FAUT ESSAYER
Parler de toi ou non, Johnny … voilà la question que je me pose depuis quelques semaines.
J’ai été soufflée par les pompeuses funérailles nationales et si chrétiennes que l’on t’a accordées.
Mais bien sûr c’était mérité.
Je n’ai pas été étonnée par les motards ni par les musiciens amis qui jouaient et chantaient pendant la messe.
Ton départ à Saint Barth m’a semblé tout à fait justifié malgré les critiques des fans: il vaut mieux éviter un interminable défilé de pleureuses et de déprimés sur ta tombe.
Un peu étonnée quand même par l’aigle qui se serait manifesté lors de ta mise en terre.
Et puis le calme plat … sous la douleur quelques copines m’ont expliqué qu’elles supportaient très difficilement ton départ au paradis des rockeurs.
Jusque-là tout est normal et moi aussi je suis perdue mais ta voix est toujours là sur les disques, les cassettes, les cds et tes photos et posters sont toujours accrochés à mes murs et pratiquement rien n’a bougé d’un centimètre.
Alors voilà que je sursaute sous le choc: le testament sacré de notre idole est contesté et le tintamarre augmente sans cesse. J’apprends qu’il y a eu plusieurs testaments ce qui déjà rassure un peu mais l’avidité et l’intérêt plutôt matériels de ceux qui contestent et de ceux qui se taisent m’effrayent malgré tout. Où sont les larmes, la tendresse, la passion ?
Et puis on me dit qu’il s’agit aussi de droits moraux, d’un héritage artistique, de la part d’amour que certains n’auraient pas reçu …
On ose même s’en référer à Léon Smet ton père qui t’a ignoré par négligence et appât du plaisir et désordre de vie.
Je suis déboussolée. Je repense à mes idéaux et mes passions, à tout ce que tu m’as apporté dans la vie. Grâce à toi j’ai perdu ma peur de l’avion et au contraire pris goût aux voyages et à la découverte du monde et des autres, j’ai accumulé les amis (en même temps que des livres, photos et documents), j’ai osé monter sur scène et crier dans un micro : « Je n’ai besoin de personne » – « Lutte contre la haine des imbéciles » - « Qu’est-ce qu’elle a ma gueule » ….
Et moi aussi j’ai pensé que j’avais été reniée par des parents maladroits et/ou absents – pas de mère dans mon enfance il faut le faire.

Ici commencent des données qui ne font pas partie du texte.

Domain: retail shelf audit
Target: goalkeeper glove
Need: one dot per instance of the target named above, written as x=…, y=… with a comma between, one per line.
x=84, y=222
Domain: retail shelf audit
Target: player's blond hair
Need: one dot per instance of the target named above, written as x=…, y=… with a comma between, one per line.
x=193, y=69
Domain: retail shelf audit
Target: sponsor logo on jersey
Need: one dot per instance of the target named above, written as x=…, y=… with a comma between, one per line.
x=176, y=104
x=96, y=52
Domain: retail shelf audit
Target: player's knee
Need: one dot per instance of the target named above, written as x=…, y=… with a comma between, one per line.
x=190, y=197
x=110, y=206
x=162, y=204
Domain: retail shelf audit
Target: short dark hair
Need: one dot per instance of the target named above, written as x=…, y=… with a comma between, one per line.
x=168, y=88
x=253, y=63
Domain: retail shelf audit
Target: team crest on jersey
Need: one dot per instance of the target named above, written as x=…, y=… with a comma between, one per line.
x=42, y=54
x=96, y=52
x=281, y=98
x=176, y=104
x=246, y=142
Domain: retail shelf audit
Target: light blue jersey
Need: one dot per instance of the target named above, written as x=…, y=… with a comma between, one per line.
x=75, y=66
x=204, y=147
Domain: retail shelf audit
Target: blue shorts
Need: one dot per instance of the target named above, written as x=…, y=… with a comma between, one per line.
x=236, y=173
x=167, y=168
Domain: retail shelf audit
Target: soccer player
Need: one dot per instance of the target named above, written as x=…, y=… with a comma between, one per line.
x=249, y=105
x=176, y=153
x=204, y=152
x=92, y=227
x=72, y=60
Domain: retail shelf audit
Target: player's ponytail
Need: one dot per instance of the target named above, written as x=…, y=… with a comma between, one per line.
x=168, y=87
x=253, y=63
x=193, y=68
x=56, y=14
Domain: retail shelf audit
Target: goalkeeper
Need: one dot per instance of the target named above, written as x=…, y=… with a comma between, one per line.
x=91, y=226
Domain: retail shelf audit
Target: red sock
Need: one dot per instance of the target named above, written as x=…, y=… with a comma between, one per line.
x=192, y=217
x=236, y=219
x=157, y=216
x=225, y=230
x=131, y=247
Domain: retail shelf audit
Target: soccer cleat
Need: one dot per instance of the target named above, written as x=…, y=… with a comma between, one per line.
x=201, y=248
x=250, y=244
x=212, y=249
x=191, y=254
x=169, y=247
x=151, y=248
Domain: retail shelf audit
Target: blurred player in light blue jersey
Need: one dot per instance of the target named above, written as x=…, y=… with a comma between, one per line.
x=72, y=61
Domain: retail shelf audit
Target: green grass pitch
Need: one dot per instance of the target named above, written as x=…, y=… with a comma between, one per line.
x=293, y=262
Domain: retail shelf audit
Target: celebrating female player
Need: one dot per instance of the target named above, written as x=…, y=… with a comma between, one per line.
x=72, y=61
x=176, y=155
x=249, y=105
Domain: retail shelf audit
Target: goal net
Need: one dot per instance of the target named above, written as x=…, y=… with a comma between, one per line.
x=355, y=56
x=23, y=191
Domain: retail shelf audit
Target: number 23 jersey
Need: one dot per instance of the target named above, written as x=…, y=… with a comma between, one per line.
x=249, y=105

J’ai donc aussi crié « Fille de personne » et « Je suis née dans la rue ».Tes chansons et tes hurlements m’ont libérée de bien des douleurs et maintenant je pense à la suite.
J’ai choisi les chansons que l’on pourrait passer lorsque moi aussi j’y passerai. Il y en a deux de toi « Aimer vivre » et « Essayer », une de Cabrel « Tout le monde y pense », une de Françoise Hardy « Mon amie la rose ». Mais oui j’ai bien compris qu’on est si peu de choses.
La chanson la plus importante pour moi, par les paroles bien sûr, mais aussi par le son de ta voix qui se répercute un soir au Parc des Princes à la fin des années 90. Après avoir entendu de telles paroles plus personne ne peut hésiter sur ce qu’il nous reste à faire sur cette terre:
« Quand vos parents vous quitterons
Ils vous diront: faut essayer
Tous les grands mots amour et paix et liberté essayez-les
A votre tour de réussir tout ce que nous avons raté
Ce que nous avons gâché, … essayez-les, … faut essayer »
Que pour toujours les échos de ces paroles résonnent dans notre monde qui lamentablement tombe en lambeaux.
Merci Johnny pour les beaux rêves et les grands idéaux et pour les passions ardentes que tu m’as inspirées.
Tiens voilà que je n’ai pas parlé de Johnny, non – je viens de parler à Johnny, mon frère, mon ami, mon maître à penser et à vivre.